Menurutnya, pengabdian tersebut hanya dapat diwujudkan apabila setiap anggota Polri menjalankan tugas secara sigap, tegas, profesional, serta mampu menghadirkan pelayanan yang responsif dan memberikan manfaat nyata bagi masyarakat.

“Apabila masyarakat benar-benar merasakan kehadiran dan pengabdian Polri, maka Polri telah berhasil melaksanakan tugas pokoknya sebagaimana diamanatkan oleh undang-undang,” ujar Kompol Alfius saat membacakan amanat.
Dalam amanat tersebut juga disampaikan bahwa Polri dihadapkan pada tantangan yang semakin kompleks seiring berkembangnya dinamika geopolitik global.

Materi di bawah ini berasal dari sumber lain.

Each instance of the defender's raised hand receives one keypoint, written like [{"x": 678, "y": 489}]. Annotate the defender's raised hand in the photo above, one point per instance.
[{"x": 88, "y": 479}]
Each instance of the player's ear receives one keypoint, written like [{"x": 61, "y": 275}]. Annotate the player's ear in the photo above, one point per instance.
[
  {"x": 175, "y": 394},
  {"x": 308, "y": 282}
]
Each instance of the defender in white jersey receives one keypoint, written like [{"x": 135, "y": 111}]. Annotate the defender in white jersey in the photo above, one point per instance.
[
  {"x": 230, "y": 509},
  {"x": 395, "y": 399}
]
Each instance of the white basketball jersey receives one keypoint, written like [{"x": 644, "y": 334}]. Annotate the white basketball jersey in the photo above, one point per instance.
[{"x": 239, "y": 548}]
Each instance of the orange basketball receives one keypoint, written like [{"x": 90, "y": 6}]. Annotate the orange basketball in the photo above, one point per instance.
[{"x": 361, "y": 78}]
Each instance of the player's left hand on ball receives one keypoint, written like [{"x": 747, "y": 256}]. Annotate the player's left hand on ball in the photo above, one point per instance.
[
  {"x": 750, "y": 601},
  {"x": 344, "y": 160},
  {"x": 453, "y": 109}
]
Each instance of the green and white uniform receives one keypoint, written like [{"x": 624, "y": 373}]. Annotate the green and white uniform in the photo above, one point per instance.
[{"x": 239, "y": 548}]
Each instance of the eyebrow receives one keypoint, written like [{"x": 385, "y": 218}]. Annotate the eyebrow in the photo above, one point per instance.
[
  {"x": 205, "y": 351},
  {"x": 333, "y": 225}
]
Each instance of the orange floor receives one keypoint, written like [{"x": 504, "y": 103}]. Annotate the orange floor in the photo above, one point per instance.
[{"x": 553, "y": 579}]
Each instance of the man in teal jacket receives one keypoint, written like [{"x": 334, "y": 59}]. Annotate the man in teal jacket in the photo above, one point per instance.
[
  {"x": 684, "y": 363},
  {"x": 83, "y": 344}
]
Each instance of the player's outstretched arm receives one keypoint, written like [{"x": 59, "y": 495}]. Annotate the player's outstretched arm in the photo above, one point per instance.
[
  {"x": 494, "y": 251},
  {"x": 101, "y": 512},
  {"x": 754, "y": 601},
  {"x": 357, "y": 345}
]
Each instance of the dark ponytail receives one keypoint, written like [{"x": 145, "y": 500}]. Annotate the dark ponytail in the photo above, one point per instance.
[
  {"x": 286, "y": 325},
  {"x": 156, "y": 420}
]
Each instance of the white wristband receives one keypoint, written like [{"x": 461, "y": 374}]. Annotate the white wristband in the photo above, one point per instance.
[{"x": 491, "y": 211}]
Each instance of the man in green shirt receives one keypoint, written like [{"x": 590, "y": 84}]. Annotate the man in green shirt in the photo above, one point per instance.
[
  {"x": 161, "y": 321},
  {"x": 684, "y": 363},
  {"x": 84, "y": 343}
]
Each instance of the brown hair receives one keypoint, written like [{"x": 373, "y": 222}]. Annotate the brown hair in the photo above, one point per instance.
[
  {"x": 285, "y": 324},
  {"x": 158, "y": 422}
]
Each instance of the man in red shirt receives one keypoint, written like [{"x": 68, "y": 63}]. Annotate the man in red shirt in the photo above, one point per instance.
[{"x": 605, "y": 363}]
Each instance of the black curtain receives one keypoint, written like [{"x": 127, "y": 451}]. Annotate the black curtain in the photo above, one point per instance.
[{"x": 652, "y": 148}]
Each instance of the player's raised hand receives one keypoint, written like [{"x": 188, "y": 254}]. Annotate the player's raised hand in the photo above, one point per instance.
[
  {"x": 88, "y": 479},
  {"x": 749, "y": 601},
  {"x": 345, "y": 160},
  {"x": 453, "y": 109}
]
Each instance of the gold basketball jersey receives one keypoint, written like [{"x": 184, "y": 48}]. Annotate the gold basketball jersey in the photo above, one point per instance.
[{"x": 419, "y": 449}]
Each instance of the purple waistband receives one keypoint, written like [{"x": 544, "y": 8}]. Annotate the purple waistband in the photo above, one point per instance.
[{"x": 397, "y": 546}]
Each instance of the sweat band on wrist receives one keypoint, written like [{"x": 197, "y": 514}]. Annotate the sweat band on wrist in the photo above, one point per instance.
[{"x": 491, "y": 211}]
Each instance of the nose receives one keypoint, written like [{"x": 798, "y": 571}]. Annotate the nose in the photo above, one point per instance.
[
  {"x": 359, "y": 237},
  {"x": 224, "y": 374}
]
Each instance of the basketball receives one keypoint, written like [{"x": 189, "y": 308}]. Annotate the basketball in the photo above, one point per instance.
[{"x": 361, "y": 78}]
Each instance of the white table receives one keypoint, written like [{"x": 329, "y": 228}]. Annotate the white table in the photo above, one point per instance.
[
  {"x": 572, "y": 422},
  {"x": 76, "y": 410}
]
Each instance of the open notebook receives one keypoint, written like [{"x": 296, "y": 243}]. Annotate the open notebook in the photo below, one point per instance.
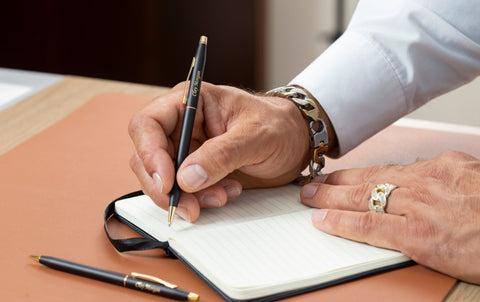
[{"x": 261, "y": 246}]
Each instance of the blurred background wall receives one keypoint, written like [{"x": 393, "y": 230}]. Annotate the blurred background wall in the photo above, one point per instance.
[{"x": 254, "y": 44}]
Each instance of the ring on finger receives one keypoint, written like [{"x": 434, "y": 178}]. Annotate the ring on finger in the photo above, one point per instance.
[{"x": 379, "y": 197}]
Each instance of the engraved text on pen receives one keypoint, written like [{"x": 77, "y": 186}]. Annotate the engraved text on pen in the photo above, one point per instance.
[
  {"x": 146, "y": 287},
  {"x": 195, "y": 84}
]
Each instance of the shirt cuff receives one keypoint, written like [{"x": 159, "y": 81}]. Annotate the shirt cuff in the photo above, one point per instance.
[{"x": 357, "y": 86}]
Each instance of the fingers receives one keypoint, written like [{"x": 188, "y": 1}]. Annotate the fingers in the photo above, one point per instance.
[
  {"x": 149, "y": 130},
  {"x": 217, "y": 158},
  {"x": 351, "y": 197},
  {"x": 374, "y": 174},
  {"x": 189, "y": 205},
  {"x": 369, "y": 227}
]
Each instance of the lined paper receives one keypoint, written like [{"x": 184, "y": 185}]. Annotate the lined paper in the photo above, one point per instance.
[{"x": 262, "y": 241}]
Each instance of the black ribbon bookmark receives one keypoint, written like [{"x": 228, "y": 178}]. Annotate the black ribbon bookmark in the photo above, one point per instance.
[{"x": 135, "y": 243}]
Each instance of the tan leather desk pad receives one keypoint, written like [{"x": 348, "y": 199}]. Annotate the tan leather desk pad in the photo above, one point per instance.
[{"x": 56, "y": 186}]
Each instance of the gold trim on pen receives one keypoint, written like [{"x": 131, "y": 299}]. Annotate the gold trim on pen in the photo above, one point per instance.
[
  {"x": 193, "y": 297},
  {"x": 171, "y": 214},
  {"x": 153, "y": 279},
  {"x": 35, "y": 258}
]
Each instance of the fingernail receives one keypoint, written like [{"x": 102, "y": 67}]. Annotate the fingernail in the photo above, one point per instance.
[
  {"x": 194, "y": 176},
  {"x": 309, "y": 190},
  {"x": 233, "y": 192},
  {"x": 210, "y": 201},
  {"x": 183, "y": 213},
  {"x": 320, "y": 178},
  {"x": 157, "y": 181},
  {"x": 319, "y": 215}
]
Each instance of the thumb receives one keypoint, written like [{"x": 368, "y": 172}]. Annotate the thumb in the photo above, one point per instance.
[{"x": 218, "y": 157}]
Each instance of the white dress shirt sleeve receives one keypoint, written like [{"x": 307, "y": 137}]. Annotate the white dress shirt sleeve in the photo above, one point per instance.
[{"x": 393, "y": 57}]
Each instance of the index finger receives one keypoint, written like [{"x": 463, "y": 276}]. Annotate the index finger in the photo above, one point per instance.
[{"x": 149, "y": 130}]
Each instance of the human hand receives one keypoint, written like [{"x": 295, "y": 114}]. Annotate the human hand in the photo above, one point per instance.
[
  {"x": 239, "y": 140},
  {"x": 433, "y": 216}
]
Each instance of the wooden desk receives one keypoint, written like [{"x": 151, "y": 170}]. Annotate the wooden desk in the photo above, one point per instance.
[{"x": 29, "y": 117}]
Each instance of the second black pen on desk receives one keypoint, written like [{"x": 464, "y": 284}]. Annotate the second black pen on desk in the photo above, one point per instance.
[
  {"x": 190, "y": 100},
  {"x": 141, "y": 282}
]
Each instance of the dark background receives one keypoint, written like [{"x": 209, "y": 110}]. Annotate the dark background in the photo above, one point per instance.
[{"x": 143, "y": 41}]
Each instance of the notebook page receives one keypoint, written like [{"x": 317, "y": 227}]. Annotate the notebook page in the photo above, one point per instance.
[
  {"x": 251, "y": 205},
  {"x": 283, "y": 252},
  {"x": 261, "y": 241}
]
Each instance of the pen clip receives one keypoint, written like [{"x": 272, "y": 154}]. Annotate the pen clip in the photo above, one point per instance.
[
  {"x": 153, "y": 279},
  {"x": 186, "y": 82}
]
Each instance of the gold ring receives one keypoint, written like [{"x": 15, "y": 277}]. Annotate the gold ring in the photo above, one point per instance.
[{"x": 379, "y": 196}]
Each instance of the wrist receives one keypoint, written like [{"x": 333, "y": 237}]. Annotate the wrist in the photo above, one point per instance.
[
  {"x": 333, "y": 149},
  {"x": 314, "y": 116}
]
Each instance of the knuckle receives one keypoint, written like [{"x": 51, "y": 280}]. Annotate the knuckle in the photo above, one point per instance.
[
  {"x": 359, "y": 194},
  {"x": 371, "y": 173},
  {"x": 365, "y": 224},
  {"x": 135, "y": 124}
]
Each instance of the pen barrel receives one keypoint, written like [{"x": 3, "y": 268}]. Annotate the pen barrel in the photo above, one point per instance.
[
  {"x": 192, "y": 102},
  {"x": 156, "y": 289},
  {"x": 83, "y": 270}
]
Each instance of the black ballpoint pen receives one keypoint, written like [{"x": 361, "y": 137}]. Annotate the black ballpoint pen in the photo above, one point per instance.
[
  {"x": 196, "y": 70},
  {"x": 136, "y": 281}
]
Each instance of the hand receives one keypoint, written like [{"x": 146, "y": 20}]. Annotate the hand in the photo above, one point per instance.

Rivalitas antarnegara, ancaman perang siber, kejahatan transnasional, hingga ketidakpastian ekonomi dunia menjadi tantangan nyata yang harus diantisipasi melalui langkah-langkah yang prediktif dan adaptif.” Tutur Waka

Selain menjaga keamanan dan ketertiban masyarakat, Polri juga memiliki peran strategis dalam mengawal berbagai program prioritas pemerintah. Di antaranya mendukung Program Makan Bergizi Gratis, mewujudkan swasembada pangan melalui optimalisasi lahan jagung, memberantas peredaran narkoba, penyelundupan dan perjudian daring, hingga menjaga stabilitas keamanan pada berbagai proyek strategis nasional di sektor investasi dan hilirisasi.” Tambahnya
Kompol Alfius menegaskan bahwa tantangan tugas Polri di masa mendatang akan semakin dinamis. Karena itu, seluruh jajaran Polri dituntut terus memperkuat reformasi kelembagaan, meningkatkan profesionalisme, memperkuat kapasitas sumber daya manusia, serta meningkatkan kemampuan beradaptasi terhadap perubahan lingkungan strategis.

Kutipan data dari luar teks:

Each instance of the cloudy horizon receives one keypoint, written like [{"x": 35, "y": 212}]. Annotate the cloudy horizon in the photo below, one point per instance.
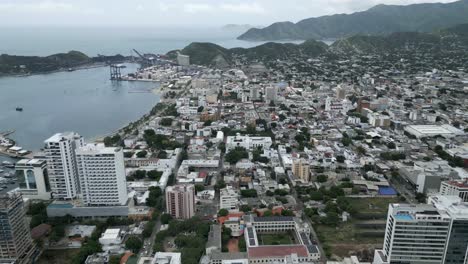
[{"x": 161, "y": 13}]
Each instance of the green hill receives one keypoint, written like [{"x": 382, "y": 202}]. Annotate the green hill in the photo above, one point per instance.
[
  {"x": 212, "y": 54},
  {"x": 381, "y": 19}
]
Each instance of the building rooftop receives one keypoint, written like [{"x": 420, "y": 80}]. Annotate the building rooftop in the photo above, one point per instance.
[
  {"x": 277, "y": 251},
  {"x": 273, "y": 219},
  {"x": 96, "y": 149},
  {"x": 63, "y": 136}
]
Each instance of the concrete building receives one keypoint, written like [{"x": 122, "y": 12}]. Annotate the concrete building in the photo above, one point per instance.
[
  {"x": 254, "y": 93},
  {"x": 33, "y": 179},
  {"x": 61, "y": 163},
  {"x": 431, "y": 233},
  {"x": 422, "y": 131},
  {"x": 180, "y": 201},
  {"x": 301, "y": 170},
  {"x": 229, "y": 198},
  {"x": 183, "y": 60},
  {"x": 303, "y": 251},
  {"x": 111, "y": 240},
  {"x": 248, "y": 142},
  {"x": 455, "y": 188},
  {"x": 101, "y": 172},
  {"x": 167, "y": 258},
  {"x": 15, "y": 238},
  {"x": 270, "y": 94}
]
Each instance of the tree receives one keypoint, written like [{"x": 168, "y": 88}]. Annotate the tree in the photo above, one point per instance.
[
  {"x": 134, "y": 244},
  {"x": 361, "y": 150},
  {"x": 245, "y": 208},
  {"x": 249, "y": 193},
  {"x": 148, "y": 230},
  {"x": 223, "y": 212},
  {"x": 162, "y": 154},
  {"x": 139, "y": 174},
  {"x": 287, "y": 213},
  {"x": 166, "y": 121},
  {"x": 316, "y": 196},
  {"x": 220, "y": 185},
  {"x": 154, "y": 174},
  {"x": 346, "y": 141},
  {"x": 268, "y": 213},
  {"x": 237, "y": 154},
  {"x": 165, "y": 219},
  {"x": 332, "y": 219},
  {"x": 142, "y": 154},
  {"x": 115, "y": 259},
  {"x": 154, "y": 196},
  {"x": 199, "y": 188},
  {"x": 222, "y": 147},
  {"x": 340, "y": 159}
]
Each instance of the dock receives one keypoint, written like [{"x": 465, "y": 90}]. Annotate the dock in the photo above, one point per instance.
[
  {"x": 4, "y": 152},
  {"x": 6, "y": 133}
]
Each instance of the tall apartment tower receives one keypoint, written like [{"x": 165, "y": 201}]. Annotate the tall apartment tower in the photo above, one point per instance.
[
  {"x": 60, "y": 155},
  {"x": 33, "y": 178},
  {"x": 101, "y": 173},
  {"x": 301, "y": 170},
  {"x": 180, "y": 201},
  {"x": 15, "y": 239},
  {"x": 457, "y": 188},
  {"x": 270, "y": 93},
  {"x": 433, "y": 233}
]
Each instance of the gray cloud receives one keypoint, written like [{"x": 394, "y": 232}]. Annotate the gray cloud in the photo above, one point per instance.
[{"x": 176, "y": 12}]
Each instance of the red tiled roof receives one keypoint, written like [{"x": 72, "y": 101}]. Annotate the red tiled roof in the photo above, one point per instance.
[
  {"x": 223, "y": 219},
  {"x": 40, "y": 231},
  {"x": 277, "y": 251}
]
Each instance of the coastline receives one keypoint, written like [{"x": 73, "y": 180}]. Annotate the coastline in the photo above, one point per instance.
[{"x": 76, "y": 68}]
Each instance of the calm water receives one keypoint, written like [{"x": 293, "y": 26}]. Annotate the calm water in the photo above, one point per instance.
[
  {"x": 85, "y": 101},
  {"x": 110, "y": 41}
]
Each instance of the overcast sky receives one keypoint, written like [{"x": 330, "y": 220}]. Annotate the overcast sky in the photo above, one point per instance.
[{"x": 175, "y": 12}]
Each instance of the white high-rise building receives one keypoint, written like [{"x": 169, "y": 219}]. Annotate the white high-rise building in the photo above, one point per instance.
[
  {"x": 457, "y": 188},
  {"x": 430, "y": 233},
  {"x": 33, "y": 178},
  {"x": 60, "y": 156},
  {"x": 101, "y": 172},
  {"x": 270, "y": 93},
  {"x": 229, "y": 198},
  {"x": 180, "y": 201}
]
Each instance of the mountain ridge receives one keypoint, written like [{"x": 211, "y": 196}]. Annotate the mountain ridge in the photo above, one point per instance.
[{"x": 380, "y": 19}]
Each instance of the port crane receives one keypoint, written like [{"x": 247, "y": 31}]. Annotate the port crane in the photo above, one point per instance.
[{"x": 146, "y": 61}]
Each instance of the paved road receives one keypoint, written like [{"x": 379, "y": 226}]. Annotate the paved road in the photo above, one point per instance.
[{"x": 147, "y": 249}]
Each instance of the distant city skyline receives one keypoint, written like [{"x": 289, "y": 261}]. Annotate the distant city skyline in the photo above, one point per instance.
[{"x": 163, "y": 13}]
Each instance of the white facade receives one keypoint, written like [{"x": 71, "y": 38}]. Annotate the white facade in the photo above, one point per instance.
[
  {"x": 247, "y": 142},
  {"x": 229, "y": 198},
  {"x": 101, "y": 173},
  {"x": 180, "y": 201},
  {"x": 60, "y": 155},
  {"x": 432, "y": 233},
  {"x": 455, "y": 188},
  {"x": 167, "y": 258},
  {"x": 270, "y": 93},
  {"x": 421, "y": 131},
  {"x": 33, "y": 179}
]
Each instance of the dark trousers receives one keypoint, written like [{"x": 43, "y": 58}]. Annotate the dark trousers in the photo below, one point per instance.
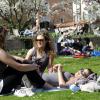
[{"x": 12, "y": 78}]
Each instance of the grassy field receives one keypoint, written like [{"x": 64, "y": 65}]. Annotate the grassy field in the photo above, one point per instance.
[{"x": 71, "y": 65}]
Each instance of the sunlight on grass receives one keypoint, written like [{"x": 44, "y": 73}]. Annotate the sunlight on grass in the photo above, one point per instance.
[{"x": 71, "y": 65}]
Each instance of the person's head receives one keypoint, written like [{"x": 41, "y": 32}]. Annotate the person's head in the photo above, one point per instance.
[
  {"x": 43, "y": 41},
  {"x": 84, "y": 72},
  {"x": 87, "y": 40},
  {"x": 2, "y": 36}
]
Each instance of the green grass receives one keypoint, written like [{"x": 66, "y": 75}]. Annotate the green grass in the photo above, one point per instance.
[{"x": 71, "y": 65}]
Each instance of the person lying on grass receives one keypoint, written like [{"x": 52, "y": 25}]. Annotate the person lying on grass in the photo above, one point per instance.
[{"x": 64, "y": 79}]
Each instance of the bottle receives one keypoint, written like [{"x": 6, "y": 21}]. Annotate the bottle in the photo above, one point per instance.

Di sisi lain, kepercayaan publik harus terus dibangun melalui kinerja yang transparan, akuntabel, kolaboratif, dan berorientasi pada pelayanan masyarakat.

“Polri harus mampu menjadi institusi yang profesional, transparan, akuntabel, adaptif, kolaboratif, dan berorientasi pada pelayanan publik. Kepercayaan masyarakat merupakan modal utama yang harus dijaga melalui kinerja nyata,” tegasnya.

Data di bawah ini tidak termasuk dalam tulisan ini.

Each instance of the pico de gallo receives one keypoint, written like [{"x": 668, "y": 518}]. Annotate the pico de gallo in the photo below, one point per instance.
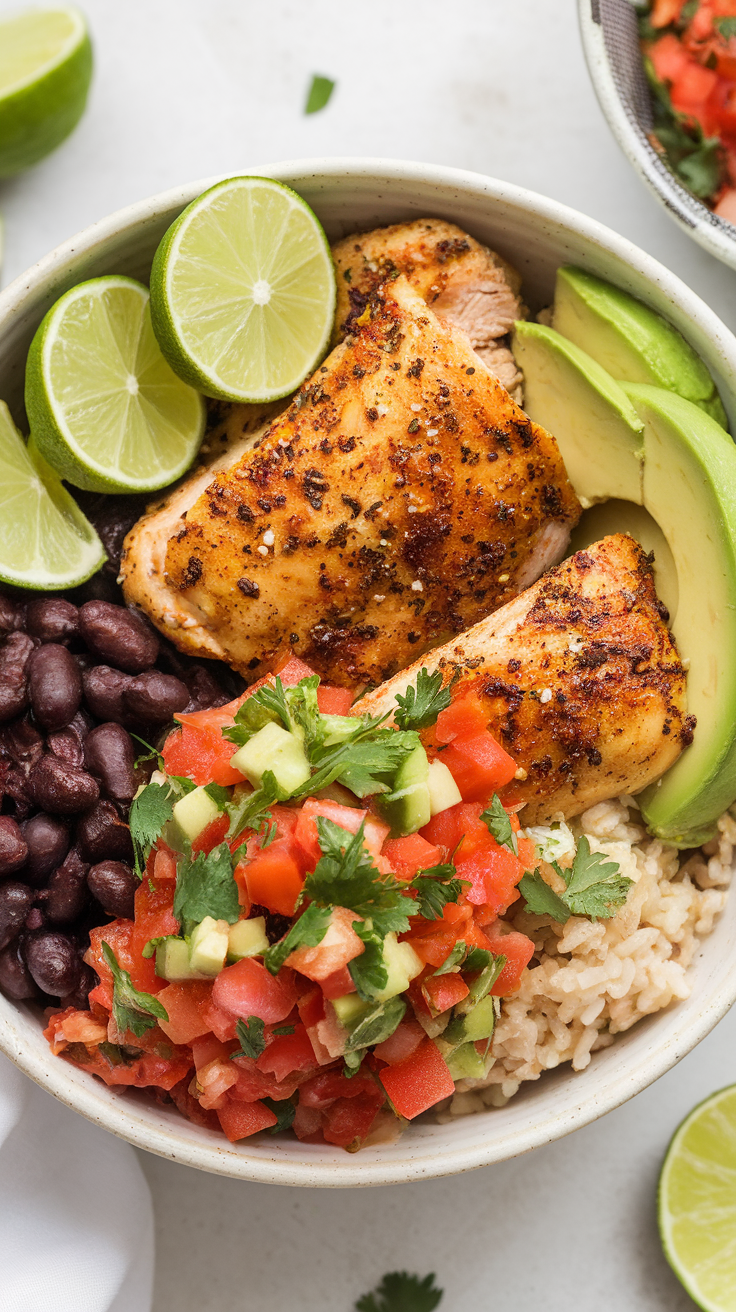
[
  {"x": 316, "y": 942},
  {"x": 689, "y": 53}
]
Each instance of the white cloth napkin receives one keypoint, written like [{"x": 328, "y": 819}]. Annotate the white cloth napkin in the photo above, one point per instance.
[{"x": 76, "y": 1226}]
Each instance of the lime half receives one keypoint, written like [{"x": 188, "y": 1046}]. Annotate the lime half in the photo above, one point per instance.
[
  {"x": 243, "y": 291},
  {"x": 45, "y": 539},
  {"x": 45, "y": 75},
  {"x": 697, "y": 1203},
  {"x": 102, "y": 404}
]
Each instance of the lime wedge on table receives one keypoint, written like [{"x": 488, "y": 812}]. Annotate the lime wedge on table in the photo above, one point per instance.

Mengakhiri amanat, seluruh insan Bhayangkara diajak menjadikan pengabdian kepada masyarakat sebagai jati diri institusi. Setiap personel Polri diharapkan terus bertransformasi menjadi aparat yang humanis, responsif, dan profesional dalam menjalankan tugas demi mewujudkan rasa aman dan meningkatkan kepercayaan masyarakat.
“Jadikan setiap tugas sebagai ibadah, setiap pelayanan sebagai kehormatan, dan setiap kepercayaan sebagai amanah. Polri yang kuat adalah Indonesia yang aman, dan Indonesia yang aman adalah Indonesia yang maju,” tutupnya.